Michigan made a home-run hire by landing Jim Harbaugh. Anyone saying it's not a great move is nitpicking.
Sure, I hear people voicing concerns about whether he'll go running back to the NFL after just a few seasons with the Wolverines. Here's the thing -- he's only going to be in high demand at the pro level if he succeeds at Michigan, and isn't it Wolverines fans' goal to have a successful coach?
If he wins at Michigan, he'll be attractive to other teams, and I see no downside to that. What will make him attractive is achieving success.
And, yes, I do expect him to succeed in Ann Arbor. The track record is pretty clear. He won at San Diego as a first-time head coach and made players coming out of that school attractive to NFL teams. He went to Stanford and won. He did so even though everyone was telling him he couldn't succeed there consistently and that it was a dead-end job he shouldn't take.
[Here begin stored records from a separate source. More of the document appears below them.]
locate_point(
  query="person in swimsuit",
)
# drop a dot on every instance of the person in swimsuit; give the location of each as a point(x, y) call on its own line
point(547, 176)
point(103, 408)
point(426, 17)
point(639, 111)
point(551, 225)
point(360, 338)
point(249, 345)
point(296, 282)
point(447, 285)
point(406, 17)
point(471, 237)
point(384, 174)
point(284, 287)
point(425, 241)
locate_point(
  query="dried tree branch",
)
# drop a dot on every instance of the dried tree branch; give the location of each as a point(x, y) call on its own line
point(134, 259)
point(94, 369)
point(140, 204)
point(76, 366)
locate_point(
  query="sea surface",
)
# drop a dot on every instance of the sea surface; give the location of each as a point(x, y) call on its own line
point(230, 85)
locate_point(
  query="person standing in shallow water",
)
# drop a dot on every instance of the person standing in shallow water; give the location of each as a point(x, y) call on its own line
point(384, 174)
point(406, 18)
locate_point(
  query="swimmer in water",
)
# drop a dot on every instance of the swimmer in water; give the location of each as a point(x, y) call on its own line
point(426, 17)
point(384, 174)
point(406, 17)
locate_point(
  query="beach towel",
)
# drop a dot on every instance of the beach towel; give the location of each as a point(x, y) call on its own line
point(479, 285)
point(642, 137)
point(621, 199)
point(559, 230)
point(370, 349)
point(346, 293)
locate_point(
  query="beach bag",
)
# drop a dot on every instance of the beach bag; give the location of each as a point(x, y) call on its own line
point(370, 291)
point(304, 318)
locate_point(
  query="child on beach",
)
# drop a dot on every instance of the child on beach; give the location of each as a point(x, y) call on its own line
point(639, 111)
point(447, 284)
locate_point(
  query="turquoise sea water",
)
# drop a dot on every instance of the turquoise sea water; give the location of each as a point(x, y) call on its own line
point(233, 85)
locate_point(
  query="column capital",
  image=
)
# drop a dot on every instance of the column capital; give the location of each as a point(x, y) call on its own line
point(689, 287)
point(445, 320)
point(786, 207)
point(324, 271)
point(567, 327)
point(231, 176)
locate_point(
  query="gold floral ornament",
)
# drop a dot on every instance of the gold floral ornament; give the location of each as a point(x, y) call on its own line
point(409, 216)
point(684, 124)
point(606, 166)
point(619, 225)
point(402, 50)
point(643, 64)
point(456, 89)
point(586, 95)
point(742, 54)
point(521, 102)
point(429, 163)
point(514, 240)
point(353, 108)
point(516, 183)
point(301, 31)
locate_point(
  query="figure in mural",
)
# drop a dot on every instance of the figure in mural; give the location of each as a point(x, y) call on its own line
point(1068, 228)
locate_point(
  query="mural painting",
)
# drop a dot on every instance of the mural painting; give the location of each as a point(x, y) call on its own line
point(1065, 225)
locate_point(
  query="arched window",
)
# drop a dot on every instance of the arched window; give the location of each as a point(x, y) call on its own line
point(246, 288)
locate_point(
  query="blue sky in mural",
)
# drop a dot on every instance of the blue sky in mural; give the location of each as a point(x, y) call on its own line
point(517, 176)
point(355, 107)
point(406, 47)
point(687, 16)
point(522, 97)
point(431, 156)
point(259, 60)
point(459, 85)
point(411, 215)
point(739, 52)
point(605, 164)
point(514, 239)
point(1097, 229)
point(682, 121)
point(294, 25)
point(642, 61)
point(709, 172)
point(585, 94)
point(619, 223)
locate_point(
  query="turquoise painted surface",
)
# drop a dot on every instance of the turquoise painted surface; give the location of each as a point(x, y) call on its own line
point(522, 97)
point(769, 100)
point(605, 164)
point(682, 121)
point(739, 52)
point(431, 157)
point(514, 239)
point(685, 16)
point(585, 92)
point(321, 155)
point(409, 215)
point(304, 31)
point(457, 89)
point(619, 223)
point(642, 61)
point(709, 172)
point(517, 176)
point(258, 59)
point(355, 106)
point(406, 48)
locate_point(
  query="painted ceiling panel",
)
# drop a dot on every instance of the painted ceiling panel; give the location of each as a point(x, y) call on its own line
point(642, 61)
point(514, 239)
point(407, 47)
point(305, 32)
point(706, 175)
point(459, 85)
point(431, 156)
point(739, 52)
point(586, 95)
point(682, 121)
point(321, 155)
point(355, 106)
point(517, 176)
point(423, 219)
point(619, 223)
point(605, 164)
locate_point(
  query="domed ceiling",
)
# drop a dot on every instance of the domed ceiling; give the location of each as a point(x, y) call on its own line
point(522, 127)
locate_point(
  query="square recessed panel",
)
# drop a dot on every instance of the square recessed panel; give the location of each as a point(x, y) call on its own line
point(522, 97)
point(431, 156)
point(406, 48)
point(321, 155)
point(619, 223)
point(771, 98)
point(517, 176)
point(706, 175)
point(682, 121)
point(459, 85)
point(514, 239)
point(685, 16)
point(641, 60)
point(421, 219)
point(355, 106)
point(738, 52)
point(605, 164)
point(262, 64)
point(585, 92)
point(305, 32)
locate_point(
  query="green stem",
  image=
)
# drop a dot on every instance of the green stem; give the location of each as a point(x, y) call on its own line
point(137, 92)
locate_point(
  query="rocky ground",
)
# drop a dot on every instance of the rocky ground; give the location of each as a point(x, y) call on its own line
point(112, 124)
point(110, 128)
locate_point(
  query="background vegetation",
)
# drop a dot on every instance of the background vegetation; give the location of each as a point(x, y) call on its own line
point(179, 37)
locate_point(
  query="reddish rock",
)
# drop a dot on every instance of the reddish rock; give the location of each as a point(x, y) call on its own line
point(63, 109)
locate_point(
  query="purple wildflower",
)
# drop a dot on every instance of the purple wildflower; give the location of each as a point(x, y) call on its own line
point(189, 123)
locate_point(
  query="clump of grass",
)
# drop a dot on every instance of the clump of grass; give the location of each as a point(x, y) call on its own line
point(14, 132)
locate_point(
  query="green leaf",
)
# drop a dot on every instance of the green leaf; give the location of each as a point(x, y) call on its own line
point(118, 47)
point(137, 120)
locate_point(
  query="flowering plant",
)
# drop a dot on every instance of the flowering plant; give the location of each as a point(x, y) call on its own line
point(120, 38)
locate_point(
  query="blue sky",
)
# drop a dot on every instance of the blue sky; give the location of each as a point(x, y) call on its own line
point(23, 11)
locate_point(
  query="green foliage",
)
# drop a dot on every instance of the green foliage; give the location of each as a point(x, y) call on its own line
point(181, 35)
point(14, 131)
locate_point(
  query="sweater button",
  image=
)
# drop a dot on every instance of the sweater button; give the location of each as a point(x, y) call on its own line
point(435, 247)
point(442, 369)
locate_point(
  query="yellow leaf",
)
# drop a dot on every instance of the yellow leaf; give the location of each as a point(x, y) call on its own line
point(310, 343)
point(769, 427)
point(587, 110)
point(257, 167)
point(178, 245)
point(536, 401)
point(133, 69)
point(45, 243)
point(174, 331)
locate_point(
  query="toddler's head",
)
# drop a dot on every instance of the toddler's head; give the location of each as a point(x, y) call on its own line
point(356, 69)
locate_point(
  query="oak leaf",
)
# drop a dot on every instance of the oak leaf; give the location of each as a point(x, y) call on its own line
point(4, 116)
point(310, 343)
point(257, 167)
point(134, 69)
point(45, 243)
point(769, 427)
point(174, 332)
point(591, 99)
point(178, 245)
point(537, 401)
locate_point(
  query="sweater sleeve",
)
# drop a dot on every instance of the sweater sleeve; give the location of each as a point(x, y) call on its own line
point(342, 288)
The 49ers had endured a decade of misery before he arrived, and he promptly turned them into a perennial contender.
Harbaugh gets guys to play better, and quickly, everywhere he goes.
So, if you're at Michigan, what's not to like?
The Wolverines have fallen off the pace in a lot of ways, but when a brand-name school like Michigan gets the right person at the top of the program, they rise in a hurry. Top recruits are looking for a reason to go to Michigan. They have a reason now. There's already talent at Michigan, and now recruits will flock there even more.
Of course, Michigan is in for a tough fight as it tries go get back on track. Take a look around the Big Ten East Division. The powers in that conference -- Ohio State and Michigan State -- are in that division with Michigan. OSU and MSU are already riding high with Urban Meyer and Mark Dantonio at the helm, respectively, and Penn State, also in the East, is on its way to becoming a power again under James Franklin. Those guys aren't backing down from Harbaugh or anyone else and we'll see some tremendous recruiting wars between them.
It'll be a tough fight for the Wolverines, but they have the right guy for that fight.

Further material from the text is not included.